Budaya literasi di sekolah ini Tak hadir sebagai program tambahan, melainkan ditanamkan dalam denyut harian kehidupan sekolah. Program seperti Reading Day
menjadi momen mingguan yang dinantikan siswa. Bukan hanya karena mereka membaca Kitab, tetapi karena mereka membaca dalam suasana yang hidup dan penuh dialog. Siswa boleh memilih Kitab yang mereka suka, mendiskusikannya, bahkan mengadaptasinya ke dalam puisi, drama, atau cerita gambar.
Dari budaya membaca, siswa kemudian didorong menulis. Bukan sekadar menulis karena tugas, tapi karena mereka punya cerita. Program Siswa Menulis memberikan ruang bagi anak-anak Demi mengekspresikan pengalaman, imajinasi, dan keresahan mereka. Yang lebih luar Standar, karya-karya ini Tak berhenti di laci atau map portofolio—mereka diterbitkan dan dirayakan melalui acara tahunan bernama Kenduri Kitab.
Di sinilah pendidikan literasi mencapai bentuk idealnya: ketika membaca menjadi kebiasaan dan menulis menjadi Ungkapan jati diri.
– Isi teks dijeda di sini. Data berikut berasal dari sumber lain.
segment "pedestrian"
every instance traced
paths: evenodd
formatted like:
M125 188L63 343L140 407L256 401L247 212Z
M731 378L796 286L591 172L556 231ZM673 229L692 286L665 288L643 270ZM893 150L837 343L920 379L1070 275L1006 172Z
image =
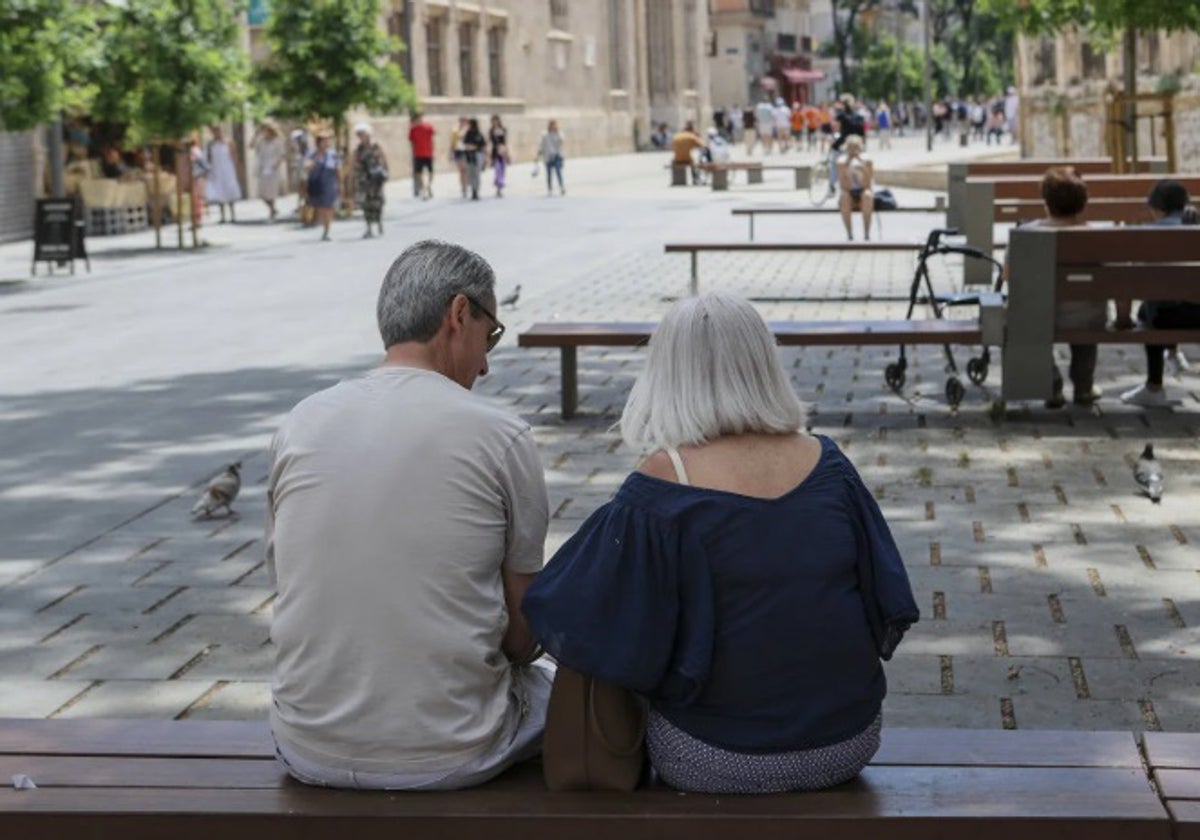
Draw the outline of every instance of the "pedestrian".
M470 200L479 200L480 176L487 162L487 138L479 130L479 120L472 116L467 120L467 131L462 136L463 160L467 163L467 186Z
M371 126L366 122L354 126L354 136L359 138L359 145L354 149L354 192L360 197L362 218L367 223L362 239L371 239L372 224L383 235L383 191L388 184L388 157L383 154L383 146L374 142Z
M433 198L433 134L421 112L414 110L408 126L408 143L413 146L413 198Z
M462 197L467 197L469 182L467 180L467 146L463 144L463 136L467 133L469 120L466 116L458 118L458 124L450 131L450 161L458 170L458 187Z
M320 224L320 241L329 241L329 228L334 223L334 209L340 199L338 181L342 163L332 149L332 138L328 131L318 132L317 148L307 161L308 167L308 204L317 211L317 223Z
M521 598L545 478L529 425L472 392L504 335L479 254L413 245L376 312L383 364L270 446L271 734L305 784L470 787L541 750L553 666Z
M558 176L558 192L566 194L563 186L563 136L558 131L558 121L551 120L546 125L546 131L538 140L538 160L546 167L546 196L553 196L553 179Z
M241 185L238 182L238 164L230 146L221 131L212 126L212 139L209 142L209 175L204 184L204 197L209 204L216 204L221 210L221 224L224 224L224 209L229 206L229 221L236 222L233 206L241 200Z
M875 112L875 126L880 132L880 149L892 148L892 109L887 102L880 102L880 108Z
M492 114L487 142L491 144L492 184L496 186L496 197L504 198L505 176L509 170L509 130L504 127L499 114Z
M275 199L283 186L283 162L287 148L274 122L263 122L254 138L254 172L258 173L258 197L266 204L270 221L275 221Z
Tetapi, transformasi semacam ini Tak mungkin terjadi tanpa peran sentral guru.
GURU MENULIS: GURU SEBAGAI PEMIKIR DAN PRODUSEN PENGETAHUAN
Di Sekolah Sukma Bangsa, guru Tak hanya berperan sebagai pengajar, tetapi juga sebagai penulis dan pemikir dalam dunia pendidikan. Melalui Program Guru Menulis, para pendidik didorong menulis esai, opini, Cerminan pembelajaran, hingga artikel ilmiah yang dipublikasikan di media massa dan Jurnal Sukma, yang menjadi wadah bagi mereka Demi berbagi praktik Bagus, studi kasus, dan hasil penelitian tindakan kelas, memperkuat peran mereka sebagai praktisi reflektif.
Aktivitas ini membangun kepercayaan diri mereka, menguatkan identitas sebagai praktisi reflektif, dan menjadikan mereka produsen pengetahuan, bukan sekadar pelaksana kebijakan.
Selain itu, guru-guru di sekolah ini juga terlibat dalam pengembangan Kitab ajar lintas disiplin, yang ditulis dengan pendekatan kontekstual dan humanis, memastikan materi ajar sesuai dengan kebutuhan dan pengalaman siswa, bukan sekadar terjemahan kurikulum.
Dengan demikian, Program Guru Menulis Tak hanya menghasilkan karya-karya bermutu, tetapi juga mengubah Langkah guru Memperhatikan diri mereka, dari sekadar pelaksana kebijakan menjadi agen perubahan yang membangun warisan berpikir bagi siswa dan masyarakat.
Di tengah krisis literasi, tantangan terbesar bukan hanya rendahnya kemampuan membaca, tetapi juga ketidaksiapan sistem pendidikan Demi memberi ruang Ungkapan yang bermakna. Program literasi di Sekolah Sukma Bangsa menunjukkan bahwa menulis bukan sekadar keterampilan, tetapi juga Langkah Demi berbicara, mengungkapkan pengalaman, dan membangun dunia baru.
Tetapi, kita harus bertanya, apakah kita sudah menciptakan lingkungan di mana kata-kata Mempunyai kekuatan Demi mengubah? Guru dan sekolah harus berperan sebagai agen perubahan, memastikan literasi bukan hanya tugas, tetapi juga perlawanan sunyi yang mempertahankan hakikat berpikir dan merasa.
Sekolah dan guru harus memilih: menjadi penggerak yang menumbuhkan dunia baru atau membiarkan ruang-ruang belajar Lanjut membisu. Karena, di dunia yang kian bising, menulis tetaplah Langkah paling sunyi Demi bertahan.